Arizona poppy, Mexican poppy and summer poppy are some of the common names for the beautiful annual wildflower Kallstroemia grandiflora. The common names are pretty easy to understand as the flower sure looks like a poppy, but when I went to pull apart the Latinized botanical name I came across, “in honor of Kallstroem, obscure contemporary of Scopoli.” Whaa? Well, Giovanni Scopoli was an Italian physician and naturalist of the 1700’s and he is given credit for the genus name after his obscure friend. Now we know and I doubt it will ever come up again. Kallstroemia is not a poppy despite the flower resemblance, but an annual in the Caltrop Family, Zygophyllaceae, and it has been quite a nice year for this wildflower and it’s still blooming as the monsoon rains wane.
Goat head, bull head and puncture vine are some of the common names for the plant Tribulus terrestris. I think it is safe to say that no matter the common name used, it is always preceded by an expletive or two. What a varmint!
A couple notes: the photos are mine.

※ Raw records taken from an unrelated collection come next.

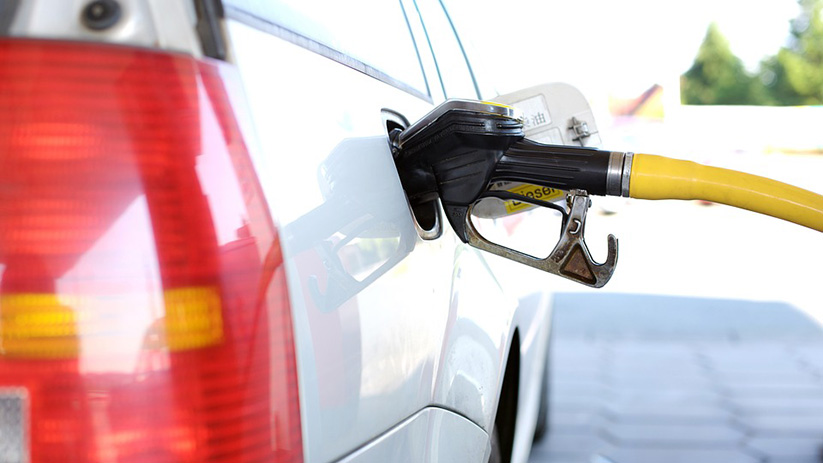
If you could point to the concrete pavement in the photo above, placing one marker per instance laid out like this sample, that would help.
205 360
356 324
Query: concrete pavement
637 379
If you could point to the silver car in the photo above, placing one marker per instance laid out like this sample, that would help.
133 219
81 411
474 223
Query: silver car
206 253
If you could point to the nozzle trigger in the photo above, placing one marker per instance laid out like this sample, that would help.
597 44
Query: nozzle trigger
570 258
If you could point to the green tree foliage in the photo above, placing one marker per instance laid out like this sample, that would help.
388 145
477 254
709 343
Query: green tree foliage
717 76
795 75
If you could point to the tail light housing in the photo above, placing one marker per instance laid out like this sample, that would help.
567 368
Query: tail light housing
144 312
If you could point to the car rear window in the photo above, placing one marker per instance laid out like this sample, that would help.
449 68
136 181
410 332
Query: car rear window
372 32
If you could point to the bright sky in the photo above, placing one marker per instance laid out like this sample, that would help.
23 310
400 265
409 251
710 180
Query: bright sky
618 47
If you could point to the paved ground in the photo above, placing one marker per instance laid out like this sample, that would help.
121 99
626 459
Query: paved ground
647 379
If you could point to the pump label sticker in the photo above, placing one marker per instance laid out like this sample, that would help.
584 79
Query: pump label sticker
541 193
536 112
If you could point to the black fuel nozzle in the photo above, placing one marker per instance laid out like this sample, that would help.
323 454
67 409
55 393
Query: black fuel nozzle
462 147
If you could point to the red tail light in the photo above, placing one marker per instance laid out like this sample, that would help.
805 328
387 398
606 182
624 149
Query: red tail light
144 313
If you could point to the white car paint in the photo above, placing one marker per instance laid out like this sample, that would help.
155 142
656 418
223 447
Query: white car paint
412 358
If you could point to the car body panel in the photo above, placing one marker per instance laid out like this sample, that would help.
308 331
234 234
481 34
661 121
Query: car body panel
433 435
401 342
432 329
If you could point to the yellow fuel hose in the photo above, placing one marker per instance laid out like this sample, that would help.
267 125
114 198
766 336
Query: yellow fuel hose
658 177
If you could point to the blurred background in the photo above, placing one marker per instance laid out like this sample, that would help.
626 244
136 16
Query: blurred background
728 83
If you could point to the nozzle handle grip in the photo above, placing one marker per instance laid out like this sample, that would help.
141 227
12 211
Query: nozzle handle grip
554 166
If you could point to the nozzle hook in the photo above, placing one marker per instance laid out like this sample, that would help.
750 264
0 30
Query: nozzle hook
570 258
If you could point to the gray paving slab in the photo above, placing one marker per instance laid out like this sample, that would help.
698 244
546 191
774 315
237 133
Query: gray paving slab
674 435
784 425
672 414
778 405
641 379
788 447
676 455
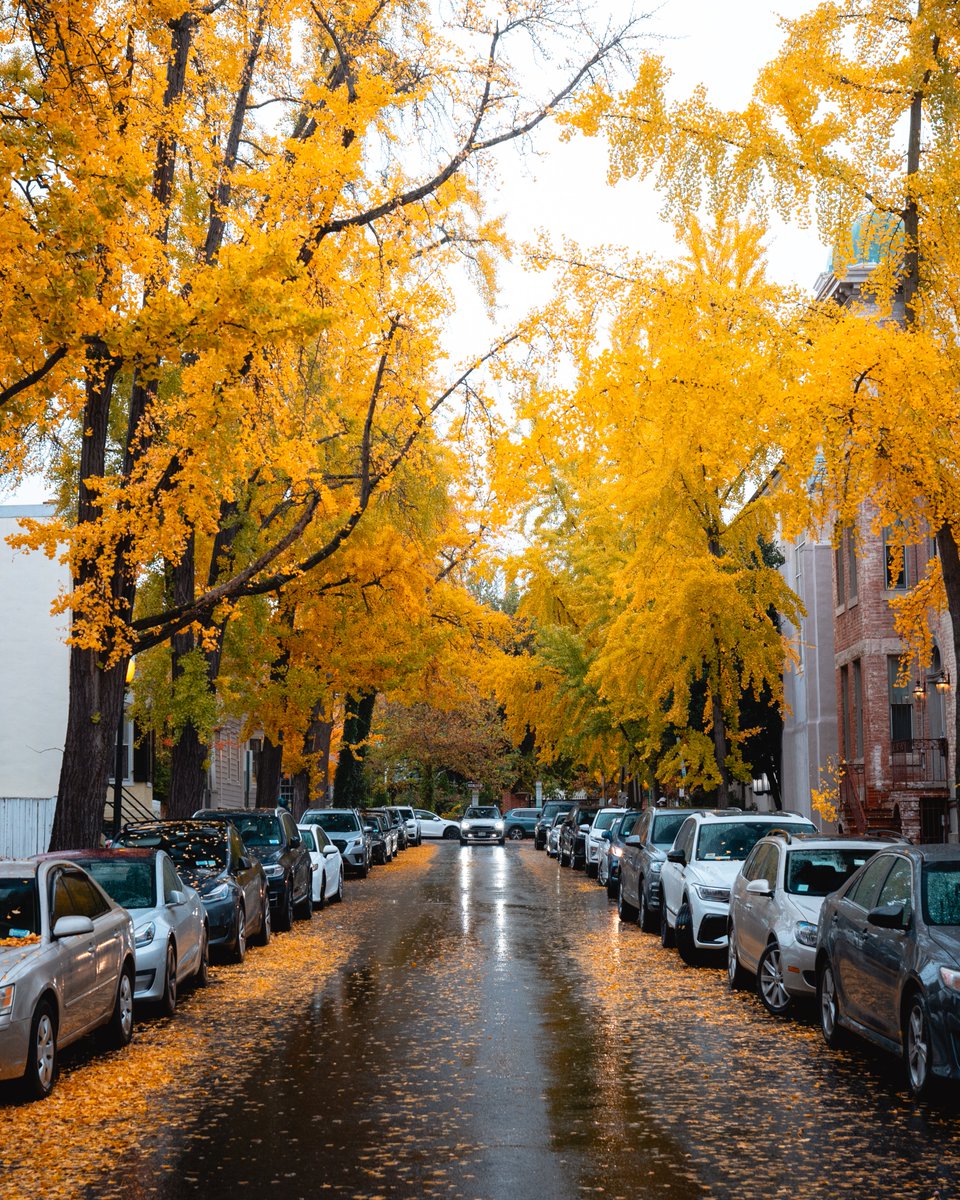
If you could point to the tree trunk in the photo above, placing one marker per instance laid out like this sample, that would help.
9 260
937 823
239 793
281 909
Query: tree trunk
349 786
949 562
269 769
189 789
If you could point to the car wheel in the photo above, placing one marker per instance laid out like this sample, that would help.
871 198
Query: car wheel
627 912
168 1000
666 933
42 1063
202 975
829 1008
736 973
647 919
240 945
120 1026
917 1047
685 943
771 985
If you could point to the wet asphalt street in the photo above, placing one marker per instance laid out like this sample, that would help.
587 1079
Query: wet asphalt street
477 1024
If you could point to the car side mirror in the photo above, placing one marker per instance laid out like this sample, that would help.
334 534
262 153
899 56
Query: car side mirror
72 927
759 888
889 916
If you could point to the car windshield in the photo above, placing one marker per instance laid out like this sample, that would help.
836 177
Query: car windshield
202 846
941 893
733 840
259 829
130 882
666 827
19 911
334 822
817 873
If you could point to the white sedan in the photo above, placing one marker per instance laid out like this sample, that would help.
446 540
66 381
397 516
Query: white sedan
431 826
327 864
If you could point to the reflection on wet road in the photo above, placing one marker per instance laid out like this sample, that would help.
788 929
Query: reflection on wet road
491 1031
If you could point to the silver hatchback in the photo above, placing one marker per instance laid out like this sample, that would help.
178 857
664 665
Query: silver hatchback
66 967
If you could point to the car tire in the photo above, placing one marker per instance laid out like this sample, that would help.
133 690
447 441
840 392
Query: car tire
737 977
627 912
267 924
828 1003
685 945
239 951
120 1025
646 921
168 1000
202 975
917 1047
666 933
42 1059
771 984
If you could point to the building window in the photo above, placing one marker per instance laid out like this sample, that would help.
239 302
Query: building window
901 708
857 711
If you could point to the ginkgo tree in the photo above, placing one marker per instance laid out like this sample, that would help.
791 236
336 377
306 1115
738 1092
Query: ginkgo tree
187 185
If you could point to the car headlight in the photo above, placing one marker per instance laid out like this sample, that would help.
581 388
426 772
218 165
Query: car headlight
719 895
951 979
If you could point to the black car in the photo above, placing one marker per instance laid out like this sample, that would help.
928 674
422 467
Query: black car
643 855
211 858
573 841
271 835
888 959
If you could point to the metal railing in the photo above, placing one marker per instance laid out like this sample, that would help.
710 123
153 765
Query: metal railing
851 792
918 761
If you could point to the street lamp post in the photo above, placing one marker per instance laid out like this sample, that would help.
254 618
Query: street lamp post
119 765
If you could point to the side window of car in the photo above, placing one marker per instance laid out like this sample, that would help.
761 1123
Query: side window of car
865 891
898 889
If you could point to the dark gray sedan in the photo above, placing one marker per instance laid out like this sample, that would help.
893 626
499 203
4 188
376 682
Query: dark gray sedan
888 959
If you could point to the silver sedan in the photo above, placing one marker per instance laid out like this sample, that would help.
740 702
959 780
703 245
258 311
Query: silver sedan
66 967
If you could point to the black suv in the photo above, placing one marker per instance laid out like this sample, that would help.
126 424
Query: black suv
543 826
573 841
271 835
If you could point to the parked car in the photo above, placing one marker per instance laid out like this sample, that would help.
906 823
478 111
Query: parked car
481 822
571 843
169 923
211 858
432 826
345 828
611 850
327 863
594 838
700 869
520 823
411 822
545 823
774 907
888 959
271 835
643 856
66 967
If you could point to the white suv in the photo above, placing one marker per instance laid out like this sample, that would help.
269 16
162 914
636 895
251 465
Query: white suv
700 869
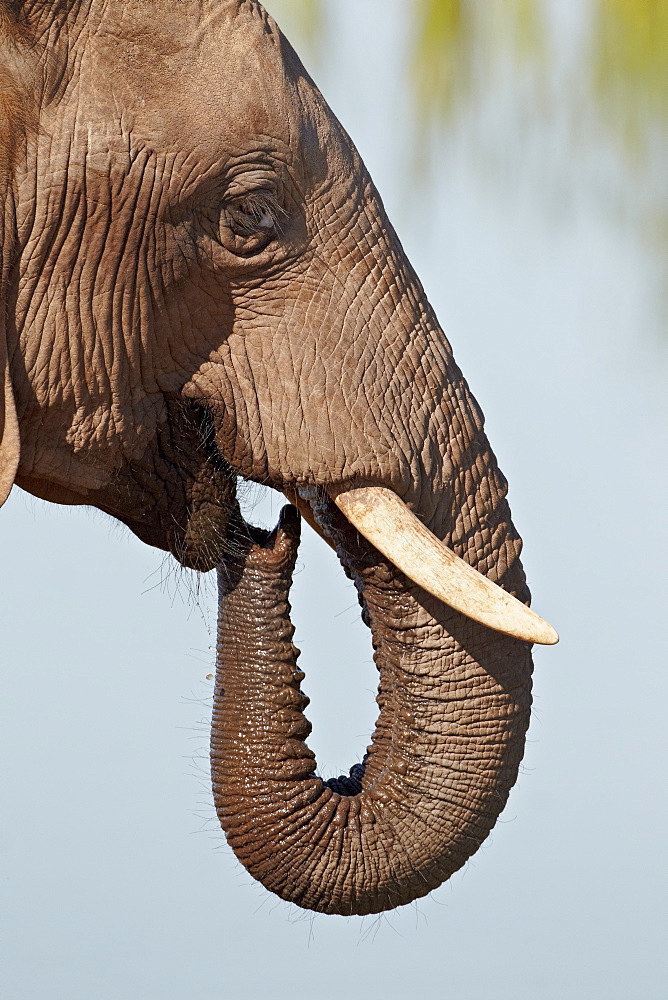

Kallstroemia grandiflora is an annual from seed every year…well, in good rainy summers, and I’ve never seen the seed sold separately, but have seen it in wildflower seed mixes, which is cool. A seed company in Tucson called Wildlands Restoration has it in a seed mix called Old Town Tucson Wildflowers. And, by the way, fall is a very good time to be spreading and planting native wildflower mixes. Now you know.